Pero él esperó, sin hacer objeciones ni obligarla a que confiara en él. Era una decisión que solamente podía tomar ella; no podía obligarla a ello. Si iba a ayudarla, necesitaba que confiara en él al cien por cien. Eso implicaba que tenía que contárselo todo.

—Seguramente has visto el vídeo —dijo con voz temblorosa—. Habrás oído lo que se especula y seguro que has sacado tus propias conclusiones sobre quién soy, sobre lo que soy.

—Prefiero que me lo cuentes tú directamente —repuso con calma—. No suelo tener opiniones formadas sin conocer todos los detalles.

Ella lo miró con un destello de agradecimiento y, una vez más, cuadró los hombros con resolución.
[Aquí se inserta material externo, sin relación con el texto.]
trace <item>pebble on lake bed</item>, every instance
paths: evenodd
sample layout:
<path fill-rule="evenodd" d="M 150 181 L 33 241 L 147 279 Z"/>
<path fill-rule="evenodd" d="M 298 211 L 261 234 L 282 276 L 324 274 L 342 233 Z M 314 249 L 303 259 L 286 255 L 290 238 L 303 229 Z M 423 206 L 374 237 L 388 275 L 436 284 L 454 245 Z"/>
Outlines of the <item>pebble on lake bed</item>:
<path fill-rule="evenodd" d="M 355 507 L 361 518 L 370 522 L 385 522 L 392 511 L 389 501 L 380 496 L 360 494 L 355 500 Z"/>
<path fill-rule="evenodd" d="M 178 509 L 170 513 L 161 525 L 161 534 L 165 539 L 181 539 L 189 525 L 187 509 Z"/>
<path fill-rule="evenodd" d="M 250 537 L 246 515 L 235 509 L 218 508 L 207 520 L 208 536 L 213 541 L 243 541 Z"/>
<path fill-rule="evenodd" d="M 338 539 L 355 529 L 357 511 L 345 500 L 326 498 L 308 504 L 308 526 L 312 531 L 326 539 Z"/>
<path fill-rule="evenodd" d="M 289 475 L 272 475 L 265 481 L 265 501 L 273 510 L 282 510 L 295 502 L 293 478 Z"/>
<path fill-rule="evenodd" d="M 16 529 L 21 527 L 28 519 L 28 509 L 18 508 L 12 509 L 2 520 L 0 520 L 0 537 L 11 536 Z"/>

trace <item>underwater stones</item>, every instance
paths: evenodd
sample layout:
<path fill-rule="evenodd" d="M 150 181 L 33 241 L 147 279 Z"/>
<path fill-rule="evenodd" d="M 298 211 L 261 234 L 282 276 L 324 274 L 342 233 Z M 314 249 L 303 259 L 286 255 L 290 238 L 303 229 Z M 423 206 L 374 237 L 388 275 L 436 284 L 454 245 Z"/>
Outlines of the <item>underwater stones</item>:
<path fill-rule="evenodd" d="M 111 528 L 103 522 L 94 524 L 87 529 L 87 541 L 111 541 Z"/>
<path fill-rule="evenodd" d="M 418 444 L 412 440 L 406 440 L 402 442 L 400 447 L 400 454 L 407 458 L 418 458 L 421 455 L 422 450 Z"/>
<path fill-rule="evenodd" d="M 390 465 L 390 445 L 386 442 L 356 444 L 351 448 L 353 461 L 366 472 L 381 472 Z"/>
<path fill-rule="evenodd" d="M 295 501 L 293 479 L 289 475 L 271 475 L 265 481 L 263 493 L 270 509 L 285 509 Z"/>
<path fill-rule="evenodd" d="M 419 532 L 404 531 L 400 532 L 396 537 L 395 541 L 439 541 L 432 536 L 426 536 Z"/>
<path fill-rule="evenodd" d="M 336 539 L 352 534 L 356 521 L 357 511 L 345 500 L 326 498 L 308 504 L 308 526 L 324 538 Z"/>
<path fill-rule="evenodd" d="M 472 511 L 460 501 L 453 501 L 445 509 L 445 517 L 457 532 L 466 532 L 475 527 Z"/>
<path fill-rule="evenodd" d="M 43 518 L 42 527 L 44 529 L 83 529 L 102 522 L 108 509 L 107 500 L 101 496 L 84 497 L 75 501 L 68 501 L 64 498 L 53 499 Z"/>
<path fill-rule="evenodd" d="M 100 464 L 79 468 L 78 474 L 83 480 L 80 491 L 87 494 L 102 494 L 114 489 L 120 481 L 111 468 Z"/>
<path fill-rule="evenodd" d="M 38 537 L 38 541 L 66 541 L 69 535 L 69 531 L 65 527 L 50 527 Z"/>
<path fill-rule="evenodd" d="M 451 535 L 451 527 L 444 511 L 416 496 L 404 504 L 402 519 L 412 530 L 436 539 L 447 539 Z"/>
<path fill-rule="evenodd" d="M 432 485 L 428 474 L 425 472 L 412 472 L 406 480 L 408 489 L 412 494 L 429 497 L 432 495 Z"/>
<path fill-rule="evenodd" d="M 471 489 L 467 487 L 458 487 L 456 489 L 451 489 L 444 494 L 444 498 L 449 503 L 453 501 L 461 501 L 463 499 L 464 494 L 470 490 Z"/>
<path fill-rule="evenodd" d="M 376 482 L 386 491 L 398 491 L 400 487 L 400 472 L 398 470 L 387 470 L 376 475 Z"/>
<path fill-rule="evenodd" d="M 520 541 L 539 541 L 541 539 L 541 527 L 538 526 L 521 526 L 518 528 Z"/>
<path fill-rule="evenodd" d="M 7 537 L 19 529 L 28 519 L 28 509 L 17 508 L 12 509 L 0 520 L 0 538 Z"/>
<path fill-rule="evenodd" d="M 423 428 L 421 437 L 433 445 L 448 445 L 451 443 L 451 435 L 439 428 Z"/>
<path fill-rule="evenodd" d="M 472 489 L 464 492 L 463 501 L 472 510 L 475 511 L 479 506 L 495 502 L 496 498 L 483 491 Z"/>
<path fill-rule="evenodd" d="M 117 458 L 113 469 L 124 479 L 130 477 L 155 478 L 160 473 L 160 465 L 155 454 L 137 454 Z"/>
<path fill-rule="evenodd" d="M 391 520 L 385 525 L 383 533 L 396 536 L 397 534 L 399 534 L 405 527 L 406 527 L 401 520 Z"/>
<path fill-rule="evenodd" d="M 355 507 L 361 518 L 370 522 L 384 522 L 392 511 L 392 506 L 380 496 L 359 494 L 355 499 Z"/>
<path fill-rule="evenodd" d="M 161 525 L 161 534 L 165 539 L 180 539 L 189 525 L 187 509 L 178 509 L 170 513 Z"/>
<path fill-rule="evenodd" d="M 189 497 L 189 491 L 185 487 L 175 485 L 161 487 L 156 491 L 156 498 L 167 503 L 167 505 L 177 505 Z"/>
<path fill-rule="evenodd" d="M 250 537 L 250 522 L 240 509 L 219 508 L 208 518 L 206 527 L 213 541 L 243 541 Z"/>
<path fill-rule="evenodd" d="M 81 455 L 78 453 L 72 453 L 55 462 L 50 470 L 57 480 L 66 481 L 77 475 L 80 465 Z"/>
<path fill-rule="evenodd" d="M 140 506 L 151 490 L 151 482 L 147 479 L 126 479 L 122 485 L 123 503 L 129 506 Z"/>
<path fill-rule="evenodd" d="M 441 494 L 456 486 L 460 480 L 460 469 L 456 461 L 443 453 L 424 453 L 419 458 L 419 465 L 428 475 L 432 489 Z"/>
—Tengo un poder… especial —dijo dubitativa—. Telequinesis. No sé si es mi único poder porque mis padres han intentado mantenerme a mí, y a mis habilidades, fuera de la vista de los demás toda la vida, de modo que no los he usado nunca. No desde que era niña y no sabía lo que ocurría. Por eso, mi primer instinto fue usarlo cuando me atacaron. No fui lo bastante sensata para intentar escapar sin usar ese poder. Ahora todo el mundo lo sabe o lo sospecha, y a saber qué más piensan o sospechan de mí.

Su mirada recelosa lo escrutaba, esperando algún tipo de reacción, pero él no reaccionó, a pesar de que era eso lo que ella esperaba.

—Sé que parece una locura —reconoció en voz baja.

—Te sorprendería saber lo que considero una locura —dijo él con calma.

Ella se relajó un poco más; la duda y el miedo empezaban a evaporarse de sus ojos.

—Llamé a mi padre para contarle lo que había pasado y me dijo que entrara en el coche, que él llegaría enseguida. Estoy casi segura de que de alguna manera manipuló el metraje de la cámara de seguridad para que pareciera que actué en defensa propia, pero al mismo tiempo, no se averiguara cómo me defendí. Nunca llegamos a pensar que alguien pudiese ser testigo de ese acontecimiento, y mucho menos, que lo grabara en vídeo. Y ahora está en todas partes.

Cerró los ojos. De repente, su rostro empezó a mostrar signos del estrés y del cansancio.

—No sé qué más puedo contarte que te sea útil. No estaba implicada en los asuntos de negocios de mi padre. Lo único que sé es que mi padre y mi madre se fueron después de decirme que regresarían en menos de dos horas y ya no volví a saber de ellos.

—Y tu agresor te dijo que estaban bien.

Asintió con la cabeza.

—¿Cómo sé que decía la verdad? —Entonces, suspiró otra vez y se masajeó la frente, distraída—. Debí dejar que me llevara con él. ¿Por qué te molestarías en sedar a alguien si lo quieres matar? Podría haberme disparado al verme y haberse salido con la suya. Debí dejar que me drogara, tal vez así me habría llevado con mis padres o puede que quizás los hubiera soltado, ya que está claro que es a mí a quien quieren.

Beau frunció el entrecejo sin darse cuenta.

—Esa no es la respuesta. Si están tan desesperados por encontrarte, usarán a tus padres como moneda de cambio porque si los matan, nunca cooperarás con ellos. Intentarán ponerse en contacto contigo. Puede que quieran hacer un intercambio: tú en lugar de ellos.

Ella asintió.

—Y eso no va a pasar, Ari —dijo en un tono que no dejaba lugar a discusiones.

Ella puso unos ojos como platos, sorprendida.

—¿Qué otra opción tengo?

—Has optado por venir a mí. Esa ha sido tu elección. En el fondo, donde el miedo no origina esos pensamientos irracionales, sabes que tengo razón y que si te entregas a ellos, firmarás la sentencia de muerte de tus padres.